Son La Trimouille, ardent, ivre d’amour,
Entre ses bras la tient longtemps serrée,
Faible, attendrie, encor tout éplorée ;
Il embrassait, il baisait tour à tour
Le grand Dunois, et sa maîtresse, et l’âne.



Tout le beau sexe, aux fenêtres penché,
Battait des mains, de tendresse touché ;
On voyait fuir tous les gens à soutane
Sur les débris du bûcher renversé,
Qui dans le sang nage au loin dispersé,
Sur ces débris le bâtard intrépide
De Dorothée affermissant les pas,
A l’air, le port, et le maintien d’Alcide,
Qui, sous ses pieds enchaînant le trépas,
Le triple chien, et la triple Euménide,
Remit Alceste à son dolent époux,
Quoique en secret il fût un peu jaloux.



Avec honneur la belle Dorothée
Fut en litière à son logis portée,
Des deux héros noblement escortée.
Le lendemain, le bâtard généreux
Vint près du lit du beau couple amoureux.
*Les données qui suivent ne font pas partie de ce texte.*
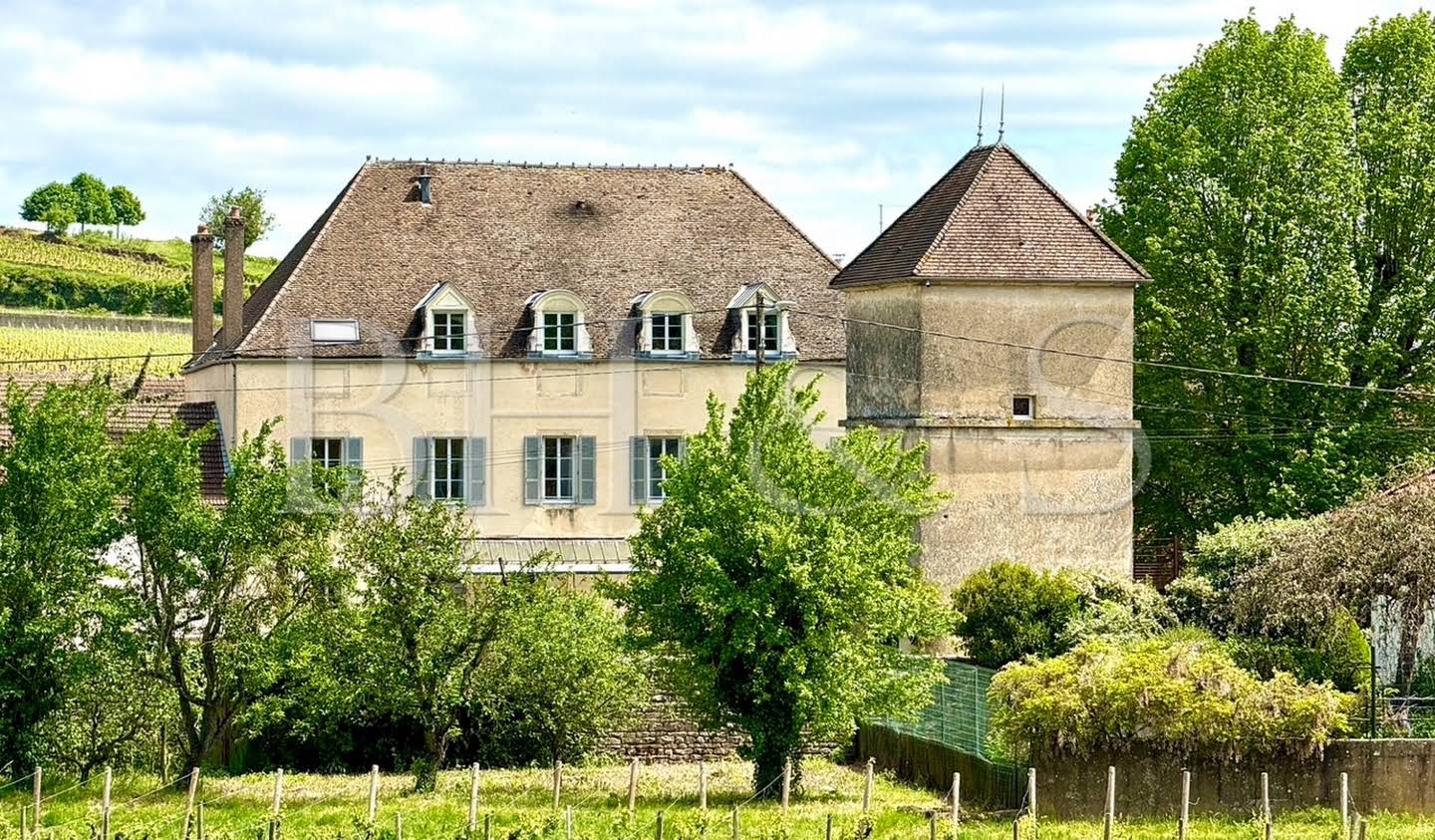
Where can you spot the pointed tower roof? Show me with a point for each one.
(992, 218)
" Je sens, dit-il, que je suis inutile
Aux doux plaisirs que vous goûtez tous deux
Il me convient de sortir de la ville ;
Jeanne et mon roi me rappellent près d’eux ;
Il faut les joindre, et je sens trop que Jeanne
Doit regretter la perte de son âne.
Le grand Denys, le patron de nos lois,
M’a cette nuit présenté sa figure :
J’ai vu Denys tout comme je vous vois.
Il me prêta sa divine monture,
Pour secourir les dames et les rois :
Denys m’enjoint de revoir ma patrie.
Grâces au ciel, Dorothée est servie ;
Je dois servir Charles sept à son tour.
Goûtez les fruits de votre tendre amour.